The impact of the IT Army is hard to gauge thus far. While thousands of members have joined the Telegram channel, there is no indication of who they are or their involvement in any response. The channel has shared screenshots of some Russian websites allegedly being taken offline, but it’s unclear how successful these efforts have been, or where they originated from.
Who exactly Ukraine recruits will have the most bearing on what tasks the IT Army takes on. But it’s likely to encompass the DDoS attacks that have been called for thus far, and potentially helping protect critical infrastructure. “The idea that you’re going to grab this ragtag group of folk, even if they have an extensive pen testing background, that they’re going to somehow hack into the Kremlin’s networks and get valuable intelligence that’s going to change the course, that’s fantasy,” says Jake Williams, an incident responder and former NSA hacker. “DDoS and defensive is probably more important for Ukraine right now than offensive.”
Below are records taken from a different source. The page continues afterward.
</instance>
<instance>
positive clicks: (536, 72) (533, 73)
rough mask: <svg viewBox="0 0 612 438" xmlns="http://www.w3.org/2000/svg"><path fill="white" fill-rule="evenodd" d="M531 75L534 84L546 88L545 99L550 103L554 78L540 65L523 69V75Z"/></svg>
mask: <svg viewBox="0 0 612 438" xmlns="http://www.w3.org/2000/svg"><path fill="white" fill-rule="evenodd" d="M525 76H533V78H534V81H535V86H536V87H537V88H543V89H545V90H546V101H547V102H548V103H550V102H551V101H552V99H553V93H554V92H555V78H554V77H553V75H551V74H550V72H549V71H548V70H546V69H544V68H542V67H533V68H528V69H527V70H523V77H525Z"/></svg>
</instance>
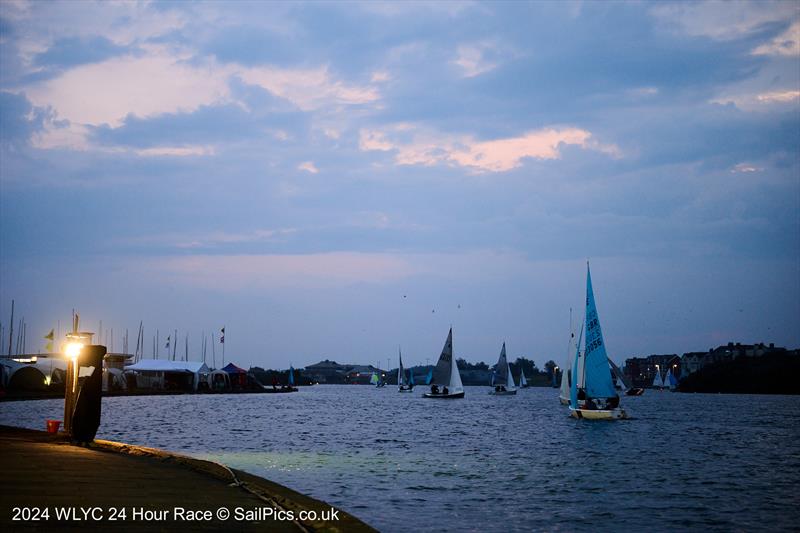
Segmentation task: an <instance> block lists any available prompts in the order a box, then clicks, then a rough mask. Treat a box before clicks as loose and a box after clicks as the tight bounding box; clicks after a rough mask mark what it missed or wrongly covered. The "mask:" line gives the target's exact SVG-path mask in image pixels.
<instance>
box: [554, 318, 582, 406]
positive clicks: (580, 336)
mask: <svg viewBox="0 0 800 533" xmlns="http://www.w3.org/2000/svg"><path fill="white" fill-rule="evenodd" d="M570 316H571V315H570ZM571 322H572V320H570V323H571ZM582 339H583V326H581V333H580V335H579V336H578V344H577V345H576V344H575V333H573V332H572V331H570V334H569V347H568V348H567V350H568V351H567V370H565V371H564V372H562V374H561V391H560V392H559V393H558V400H559V401H560V402H561V404H562V405H569V398H570V389H571V388H572V382H573V381H576V380H582V379H583V357H581V356H580V354H581V340H582ZM573 352H574V353H575V355H572V354H573ZM573 359H576V360H577V361H578V363H579V364H580V365H581V366H580V367H578V366H576V367H575V368H576V369H577V370H573V368H572V361H573ZM578 386H579V387H582V386H583V383H582V382H581V383H580V384H579V385H578Z"/></svg>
It will also be important for the group to avoid any misfires. Launching more sophisticated cyberattacks—such as a worm, which can self-propagate from one system to the next—would also risk spillover incidents, where the impact of a cyberattack goes well beyond its intended target. “You could take anything from emergency services, health care systems, or other things offline without meaning to. Which both has an immediate impact—you could hurt civilians inside Russia—and it could also inadvertently escalate things if the Russians perceive that as a direct order, the direct intent of the Ukrainian government, and they escalate and respond in kind,” Daniel says. That caution applies as well, and perhaps even more so, to independent hacktivist groups like Anonymous, which has vocally joined the fray. Russia-based ransomware group Conti has said it would use its “full capacity” to retaliate if the West attempted to target critical infrastructure in Russian or “any Russian-speaking region of the world.”